I am right, or am I being stupid, and if I pay Sky for a basic channel package (NO HD) I can use the + functions for recording also (Now free from July with a valid sub).


----------



## aerialplug (Oct 20, 2000)

I've also only just discovered that you can get a new Sky HD box on Ebay for half of what Sky charge (bearing in mind that Sky also insist on a £60 installation visit unless you have multiroom for which the visit will be free).

The BBC HD channel has no restrictions such as encryption so a Sky HD box with no card in it should allow the BBC's HD offerings to be seen and it's only a little expense to get the FTV card. 

I'm not sure if you can get the Sky HD channels just by paying the £10 for the HD - you may need to get a subscription that includes those channels (i.e. if you want Discovery HD, you'll also need to get the package that includes Discovery Channel).

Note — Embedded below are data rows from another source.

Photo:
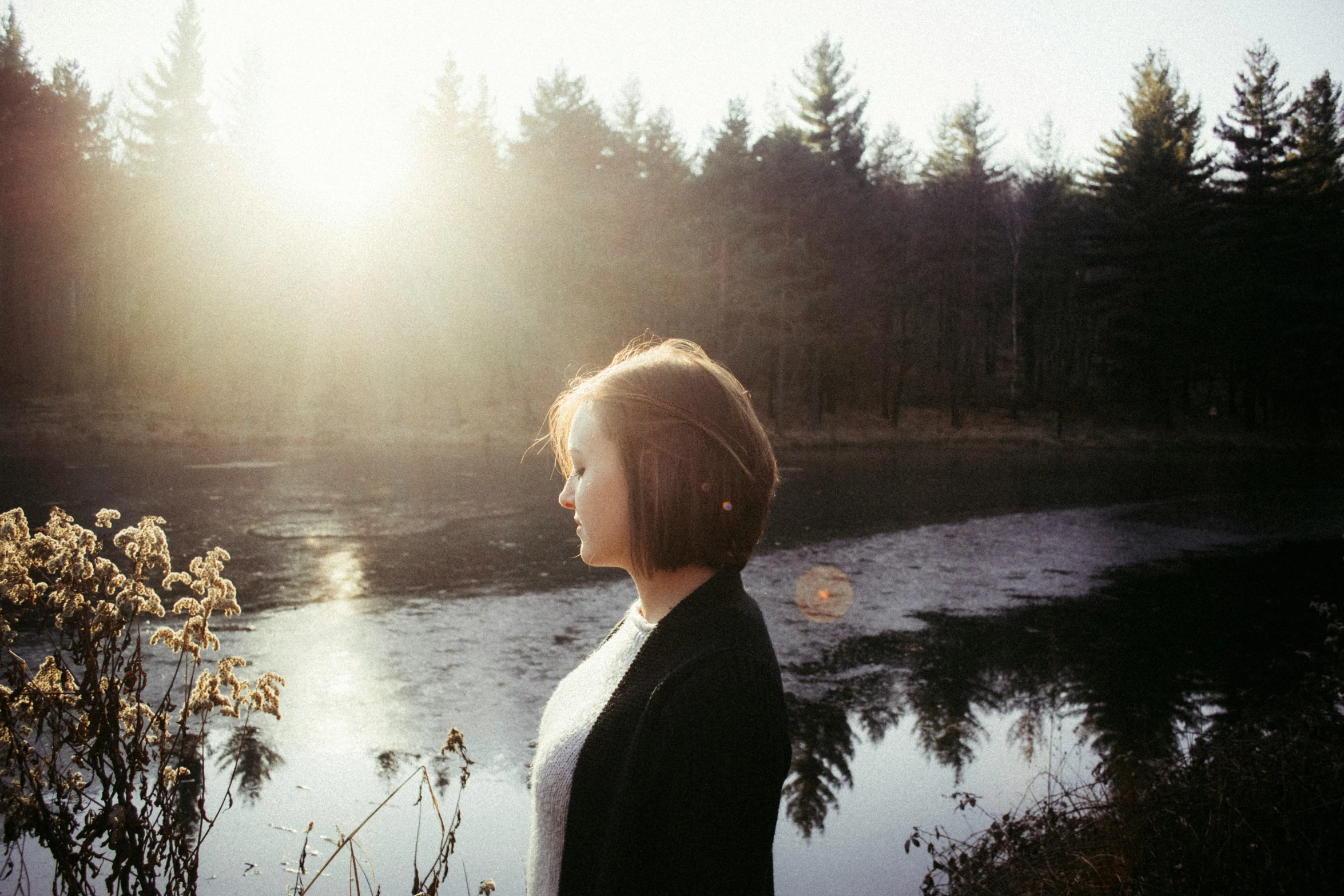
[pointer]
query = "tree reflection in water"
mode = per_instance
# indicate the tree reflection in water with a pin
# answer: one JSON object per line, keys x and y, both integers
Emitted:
{"x": 1155, "y": 651}
{"x": 249, "y": 758}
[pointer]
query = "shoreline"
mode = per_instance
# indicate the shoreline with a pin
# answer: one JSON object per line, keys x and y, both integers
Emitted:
{"x": 120, "y": 421}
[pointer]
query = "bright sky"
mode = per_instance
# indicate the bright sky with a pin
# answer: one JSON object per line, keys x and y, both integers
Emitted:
{"x": 351, "y": 73}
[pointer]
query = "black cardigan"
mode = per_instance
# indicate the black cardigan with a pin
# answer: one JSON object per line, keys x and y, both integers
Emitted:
{"x": 677, "y": 787}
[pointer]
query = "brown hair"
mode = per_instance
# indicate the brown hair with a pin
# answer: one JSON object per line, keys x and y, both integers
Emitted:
{"x": 698, "y": 463}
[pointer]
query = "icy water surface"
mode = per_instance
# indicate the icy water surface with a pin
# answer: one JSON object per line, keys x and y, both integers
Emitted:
{"x": 405, "y": 594}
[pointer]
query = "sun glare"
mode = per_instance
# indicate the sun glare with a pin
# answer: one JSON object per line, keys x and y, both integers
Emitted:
{"x": 338, "y": 149}
{"x": 343, "y": 172}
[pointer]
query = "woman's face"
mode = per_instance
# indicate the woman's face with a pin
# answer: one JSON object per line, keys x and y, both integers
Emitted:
{"x": 597, "y": 493}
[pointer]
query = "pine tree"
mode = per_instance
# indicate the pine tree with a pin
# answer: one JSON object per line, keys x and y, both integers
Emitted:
{"x": 460, "y": 137}
{"x": 174, "y": 127}
{"x": 963, "y": 189}
{"x": 1318, "y": 127}
{"x": 1155, "y": 156}
{"x": 1257, "y": 125}
{"x": 831, "y": 110}
{"x": 1151, "y": 264}
{"x": 566, "y": 136}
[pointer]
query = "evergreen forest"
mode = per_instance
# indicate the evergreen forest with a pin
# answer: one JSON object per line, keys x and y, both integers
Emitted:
{"x": 1194, "y": 268}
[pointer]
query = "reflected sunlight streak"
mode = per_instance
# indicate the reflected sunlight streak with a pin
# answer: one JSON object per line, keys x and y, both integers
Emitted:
{"x": 343, "y": 574}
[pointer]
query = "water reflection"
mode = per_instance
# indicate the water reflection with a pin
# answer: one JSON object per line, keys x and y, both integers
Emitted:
{"x": 1155, "y": 651}
{"x": 343, "y": 575}
{"x": 249, "y": 758}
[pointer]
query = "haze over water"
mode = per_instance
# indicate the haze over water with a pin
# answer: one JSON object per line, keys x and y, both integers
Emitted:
{"x": 405, "y": 593}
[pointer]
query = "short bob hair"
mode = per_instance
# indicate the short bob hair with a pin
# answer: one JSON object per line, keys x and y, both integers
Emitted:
{"x": 698, "y": 464}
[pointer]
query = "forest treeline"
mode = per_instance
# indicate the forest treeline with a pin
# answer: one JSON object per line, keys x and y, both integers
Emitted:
{"x": 827, "y": 264}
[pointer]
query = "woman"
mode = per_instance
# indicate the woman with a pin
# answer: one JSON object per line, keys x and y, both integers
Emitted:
{"x": 661, "y": 758}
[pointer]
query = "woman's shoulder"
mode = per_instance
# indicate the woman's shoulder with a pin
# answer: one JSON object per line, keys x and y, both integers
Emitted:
{"x": 719, "y": 620}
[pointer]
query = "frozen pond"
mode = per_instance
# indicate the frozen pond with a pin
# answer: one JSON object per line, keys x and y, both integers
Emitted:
{"x": 405, "y": 595}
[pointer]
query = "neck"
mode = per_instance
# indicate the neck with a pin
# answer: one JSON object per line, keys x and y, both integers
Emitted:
{"x": 665, "y": 589}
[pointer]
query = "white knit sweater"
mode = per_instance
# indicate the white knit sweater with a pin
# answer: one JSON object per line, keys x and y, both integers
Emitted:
{"x": 566, "y": 722}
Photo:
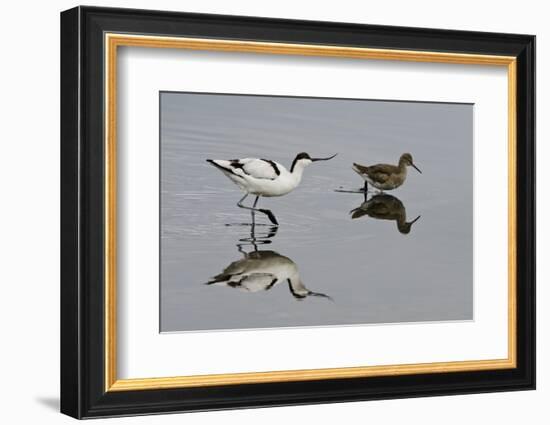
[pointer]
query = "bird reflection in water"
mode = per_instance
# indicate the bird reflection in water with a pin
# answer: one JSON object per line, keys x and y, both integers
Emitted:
{"x": 385, "y": 207}
{"x": 261, "y": 270}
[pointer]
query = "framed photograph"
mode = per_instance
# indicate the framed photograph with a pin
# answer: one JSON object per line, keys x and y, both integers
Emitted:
{"x": 261, "y": 212}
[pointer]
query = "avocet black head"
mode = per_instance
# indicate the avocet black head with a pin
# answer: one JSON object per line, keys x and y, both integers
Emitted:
{"x": 304, "y": 159}
{"x": 264, "y": 177}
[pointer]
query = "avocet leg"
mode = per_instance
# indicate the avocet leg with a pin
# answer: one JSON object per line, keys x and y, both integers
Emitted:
{"x": 269, "y": 214}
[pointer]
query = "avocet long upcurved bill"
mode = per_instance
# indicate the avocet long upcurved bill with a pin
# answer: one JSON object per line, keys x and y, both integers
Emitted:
{"x": 264, "y": 177}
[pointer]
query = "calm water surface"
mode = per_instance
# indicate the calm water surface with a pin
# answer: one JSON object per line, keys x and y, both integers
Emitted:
{"x": 353, "y": 270}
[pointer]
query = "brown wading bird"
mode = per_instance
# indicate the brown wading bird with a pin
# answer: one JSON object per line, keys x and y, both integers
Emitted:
{"x": 385, "y": 176}
{"x": 385, "y": 207}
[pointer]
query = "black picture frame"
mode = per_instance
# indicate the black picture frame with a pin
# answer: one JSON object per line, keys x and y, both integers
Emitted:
{"x": 83, "y": 392}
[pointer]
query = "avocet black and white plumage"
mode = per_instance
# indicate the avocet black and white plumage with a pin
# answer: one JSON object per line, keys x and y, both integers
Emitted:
{"x": 264, "y": 177}
{"x": 262, "y": 270}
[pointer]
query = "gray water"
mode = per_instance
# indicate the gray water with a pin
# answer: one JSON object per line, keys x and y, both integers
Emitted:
{"x": 367, "y": 269}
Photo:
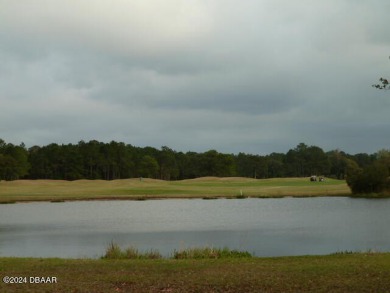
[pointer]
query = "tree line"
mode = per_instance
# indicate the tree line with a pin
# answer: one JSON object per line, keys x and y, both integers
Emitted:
{"x": 117, "y": 160}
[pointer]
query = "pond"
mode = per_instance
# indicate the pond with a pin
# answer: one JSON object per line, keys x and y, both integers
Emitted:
{"x": 264, "y": 227}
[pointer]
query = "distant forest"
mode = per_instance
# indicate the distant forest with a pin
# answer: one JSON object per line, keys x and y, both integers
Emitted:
{"x": 117, "y": 160}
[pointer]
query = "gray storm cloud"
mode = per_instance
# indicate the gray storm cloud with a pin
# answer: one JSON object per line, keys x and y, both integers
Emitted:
{"x": 257, "y": 77}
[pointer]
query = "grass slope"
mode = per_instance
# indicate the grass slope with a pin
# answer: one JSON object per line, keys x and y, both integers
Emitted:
{"x": 332, "y": 273}
{"x": 53, "y": 190}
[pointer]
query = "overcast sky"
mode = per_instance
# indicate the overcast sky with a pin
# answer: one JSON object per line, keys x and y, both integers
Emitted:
{"x": 254, "y": 76}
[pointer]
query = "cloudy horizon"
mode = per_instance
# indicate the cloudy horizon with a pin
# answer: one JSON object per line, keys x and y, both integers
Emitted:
{"x": 254, "y": 76}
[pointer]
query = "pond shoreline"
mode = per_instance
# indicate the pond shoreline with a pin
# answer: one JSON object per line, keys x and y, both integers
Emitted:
{"x": 357, "y": 272}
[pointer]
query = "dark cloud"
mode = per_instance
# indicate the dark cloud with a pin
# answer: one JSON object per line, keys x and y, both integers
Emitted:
{"x": 257, "y": 77}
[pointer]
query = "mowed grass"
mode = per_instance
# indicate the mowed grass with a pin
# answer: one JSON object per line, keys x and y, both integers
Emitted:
{"x": 206, "y": 187}
{"x": 333, "y": 273}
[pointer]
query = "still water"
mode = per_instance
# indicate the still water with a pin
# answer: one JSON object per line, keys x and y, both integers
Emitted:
{"x": 264, "y": 227}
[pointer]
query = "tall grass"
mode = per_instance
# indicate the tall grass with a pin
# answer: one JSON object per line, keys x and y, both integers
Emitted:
{"x": 114, "y": 251}
{"x": 209, "y": 252}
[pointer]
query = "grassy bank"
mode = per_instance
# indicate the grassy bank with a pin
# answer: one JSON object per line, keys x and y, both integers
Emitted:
{"x": 332, "y": 273}
{"x": 207, "y": 187}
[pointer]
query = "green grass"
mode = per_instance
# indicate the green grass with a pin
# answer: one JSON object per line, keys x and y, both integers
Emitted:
{"x": 356, "y": 272}
{"x": 59, "y": 190}
{"x": 114, "y": 251}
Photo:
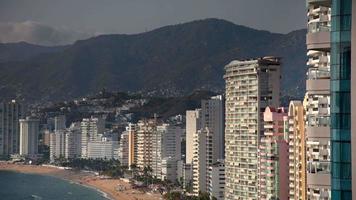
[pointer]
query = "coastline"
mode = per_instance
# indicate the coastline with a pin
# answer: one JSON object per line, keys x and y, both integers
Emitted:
{"x": 107, "y": 187}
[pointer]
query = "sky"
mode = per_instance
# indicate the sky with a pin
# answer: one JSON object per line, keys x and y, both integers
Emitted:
{"x": 54, "y": 22}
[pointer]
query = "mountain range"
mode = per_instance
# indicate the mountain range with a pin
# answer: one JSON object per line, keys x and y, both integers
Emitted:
{"x": 170, "y": 61}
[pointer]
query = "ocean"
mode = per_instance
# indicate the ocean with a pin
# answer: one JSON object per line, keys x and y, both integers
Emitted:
{"x": 19, "y": 186}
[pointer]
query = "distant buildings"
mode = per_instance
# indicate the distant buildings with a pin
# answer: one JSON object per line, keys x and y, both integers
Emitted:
{"x": 92, "y": 129}
{"x": 251, "y": 86}
{"x": 193, "y": 123}
{"x": 166, "y": 149}
{"x": 353, "y": 97}
{"x": 105, "y": 149}
{"x": 73, "y": 141}
{"x": 124, "y": 149}
{"x": 342, "y": 106}
{"x": 297, "y": 151}
{"x": 10, "y": 114}
{"x": 66, "y": 143}
{"x": 131, "y": 130}
{"x": 29, "y": 132}
{"x": 273, "y": 159}
{"x": 145, "y": 131}
{"x": 204, "y": 140}
{"x": 318, "y": 100}
{"x": 216, "y": 180}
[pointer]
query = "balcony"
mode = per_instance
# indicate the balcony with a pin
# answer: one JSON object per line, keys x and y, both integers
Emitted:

Also, if you don't intend to subscribe to any of the Sky packages, you'll also need to pay a £10 monthly charge for the Sky+ functionality. It's true that they've now removed this charge for all packages, if you don't subscribe to Sky in any way, you won't get the Sky+ functionality without the £10 a month fee.

So your statement is true - basic package without HD will make your Sky HD box a Sky+ box which will also allow you to view and record the BBC HD channel (which actually is still a trial channel until it gets formal approval).


----------



## Pete77 (Aug 1, 2006)

I can see this strengthens the case for getting an HD television to replace my ageing 4:3 29" instead of a 32" or 36" widescreen CRT as I was previously thinking of doing. And although a 36" CRT widescreen is probably only £150 or so on Ebay its a hell of a lot of work arranging for picking it up with an estate car and then arranging for foolish volunteers to help carry it in to your living room. But then some people here claim only a £1500 Plasma is any good and anywhere near a CRT for quality but I can't justify spending more than £700 on one so the conundrum continues.

Really I wonder how the BBC and ITV are going to manage to sell their own HD boxes next year when you will never be able to get Eurosport, Sky One, Discovery etc on them. I suppose the main selling point will probably be also having a PVR Sky+ like facility with no monthly sub to pay at all.

If you can get a secondhand Sky box and then subscribe it when you want to for Sky channels or HD channels and watch BBC, ITV, C4 and Five channels in HD all the time for free (as and when ITV, C4 and Five start running an HD channel) then its surely a better bet than the BBC/ITV Freesat product. Or course getting Sky One HD or Discovery HD is going to cost you at least £25 per month extra as its £15 per month for two Sky Mixes and then another £10 per month for the Sky package channels you have subscribed to having their HD versions enabled.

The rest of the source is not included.